Re: [boost] [unicode] Interest Check / Proof of Concept

19 Nov 2008

      ...
There's still a lot missing from the code (most notably, dynamically-sized
strings and string concatenation), but here's a rundown of what *is*
present:
* Compile-time and run-time tagged strings
* Re-encoding of strings based on compile-/run-time tags
* Uses simple memory copying when source and dest encodings are the same
* Forward iterators to step through code points in strings
If you'd like to take a look at the code, it's available here:
http://www.teamboxel.com/misc/unicode.tar.gz . I've tested it in gcc 4.3.2
and MSVC8, but most modern compilers should be able to handle it. Comments
and criticisms are, of course, welcome.
I think it looks like a good start. I'm getting  a warning about a
string->wchar_t conversion.

Just a couple comments/questions...
- I don't think the global rt encoding objects are the way to go. I would
just each each string object declare the encoding object either as a member
variable or as needed inside a member function. Since they don't have any
member variables, the cost is negligible.
- Would it be possible to merge the ct/rt classes into a single type?
- Maybe encode/decode should be free functions - algorithm like.

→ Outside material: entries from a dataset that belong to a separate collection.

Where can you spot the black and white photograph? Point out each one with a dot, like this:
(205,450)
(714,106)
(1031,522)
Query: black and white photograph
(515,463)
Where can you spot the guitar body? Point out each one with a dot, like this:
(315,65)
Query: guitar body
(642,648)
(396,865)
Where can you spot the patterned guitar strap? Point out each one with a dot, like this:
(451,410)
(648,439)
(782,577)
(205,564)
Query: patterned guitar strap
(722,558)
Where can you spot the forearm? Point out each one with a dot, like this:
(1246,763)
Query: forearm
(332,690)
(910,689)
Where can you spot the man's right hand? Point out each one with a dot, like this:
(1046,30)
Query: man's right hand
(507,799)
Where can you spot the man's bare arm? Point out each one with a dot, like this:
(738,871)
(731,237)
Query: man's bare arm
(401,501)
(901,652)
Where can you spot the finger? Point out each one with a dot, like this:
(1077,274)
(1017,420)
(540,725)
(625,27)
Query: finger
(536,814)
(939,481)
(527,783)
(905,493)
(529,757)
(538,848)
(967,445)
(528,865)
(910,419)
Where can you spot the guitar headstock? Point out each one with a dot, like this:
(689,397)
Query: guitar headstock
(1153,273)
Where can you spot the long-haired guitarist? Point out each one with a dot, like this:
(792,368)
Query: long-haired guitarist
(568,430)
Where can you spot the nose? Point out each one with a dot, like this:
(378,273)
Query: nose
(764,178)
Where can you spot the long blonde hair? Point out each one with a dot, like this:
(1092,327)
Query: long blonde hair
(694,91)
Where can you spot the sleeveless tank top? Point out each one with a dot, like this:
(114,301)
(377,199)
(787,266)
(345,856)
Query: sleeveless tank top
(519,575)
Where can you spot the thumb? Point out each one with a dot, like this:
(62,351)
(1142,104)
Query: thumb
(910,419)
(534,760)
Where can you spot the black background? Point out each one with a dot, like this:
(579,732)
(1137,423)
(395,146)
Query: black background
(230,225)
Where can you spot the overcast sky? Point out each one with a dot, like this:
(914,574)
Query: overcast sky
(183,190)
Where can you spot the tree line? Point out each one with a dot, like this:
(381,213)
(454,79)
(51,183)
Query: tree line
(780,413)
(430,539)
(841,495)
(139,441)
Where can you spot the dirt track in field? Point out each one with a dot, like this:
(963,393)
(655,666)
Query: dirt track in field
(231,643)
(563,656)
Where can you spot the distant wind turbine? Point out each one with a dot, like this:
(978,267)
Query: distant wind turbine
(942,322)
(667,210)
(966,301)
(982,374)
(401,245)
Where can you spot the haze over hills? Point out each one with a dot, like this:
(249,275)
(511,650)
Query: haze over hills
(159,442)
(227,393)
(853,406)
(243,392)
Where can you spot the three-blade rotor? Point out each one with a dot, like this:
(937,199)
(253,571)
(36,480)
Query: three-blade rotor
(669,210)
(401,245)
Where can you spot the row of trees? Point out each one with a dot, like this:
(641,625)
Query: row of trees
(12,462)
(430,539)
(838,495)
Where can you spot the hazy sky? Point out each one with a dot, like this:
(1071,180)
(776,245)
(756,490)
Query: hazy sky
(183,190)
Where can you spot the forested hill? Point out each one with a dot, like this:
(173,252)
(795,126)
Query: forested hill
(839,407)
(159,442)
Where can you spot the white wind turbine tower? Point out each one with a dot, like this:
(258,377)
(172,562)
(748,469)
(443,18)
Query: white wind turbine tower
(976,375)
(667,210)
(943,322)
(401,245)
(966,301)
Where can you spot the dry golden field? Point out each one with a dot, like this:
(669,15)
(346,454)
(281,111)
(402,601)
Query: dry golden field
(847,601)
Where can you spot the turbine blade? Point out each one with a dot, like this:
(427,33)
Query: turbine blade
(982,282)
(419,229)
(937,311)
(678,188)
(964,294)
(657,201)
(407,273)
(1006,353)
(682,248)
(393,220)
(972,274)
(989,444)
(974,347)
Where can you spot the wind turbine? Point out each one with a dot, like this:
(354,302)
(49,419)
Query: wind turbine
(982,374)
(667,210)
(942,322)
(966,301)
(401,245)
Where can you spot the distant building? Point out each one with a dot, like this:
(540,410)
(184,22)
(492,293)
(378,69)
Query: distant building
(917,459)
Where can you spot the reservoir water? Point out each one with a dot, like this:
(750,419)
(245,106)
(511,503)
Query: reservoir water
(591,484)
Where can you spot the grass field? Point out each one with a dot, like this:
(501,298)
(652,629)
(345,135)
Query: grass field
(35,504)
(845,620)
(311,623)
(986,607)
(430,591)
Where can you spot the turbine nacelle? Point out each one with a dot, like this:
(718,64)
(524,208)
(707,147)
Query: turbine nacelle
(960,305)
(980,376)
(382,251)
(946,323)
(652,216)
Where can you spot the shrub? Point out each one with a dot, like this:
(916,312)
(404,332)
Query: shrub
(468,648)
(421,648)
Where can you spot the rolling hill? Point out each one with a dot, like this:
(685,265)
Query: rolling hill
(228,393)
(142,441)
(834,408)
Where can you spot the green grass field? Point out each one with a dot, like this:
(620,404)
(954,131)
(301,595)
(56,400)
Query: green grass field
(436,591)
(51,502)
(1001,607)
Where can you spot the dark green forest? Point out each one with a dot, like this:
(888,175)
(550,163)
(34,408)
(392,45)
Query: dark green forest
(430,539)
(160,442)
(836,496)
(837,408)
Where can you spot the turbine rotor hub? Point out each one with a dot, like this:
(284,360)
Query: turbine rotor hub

You might have something like:

estring<> s= ...; // Create an encodeable string with some default encoding
(ascii?)
encode(s, utf8()); // utf8 is a functor object that returns a utf8_encoder
object.

I guess if you go this way, the estring class would just contain an encoded
string associated with the encoder type. It might be an interesting
approach. Still. A good start.

Andrew Sutton
andrew.n.sutton@gmail.com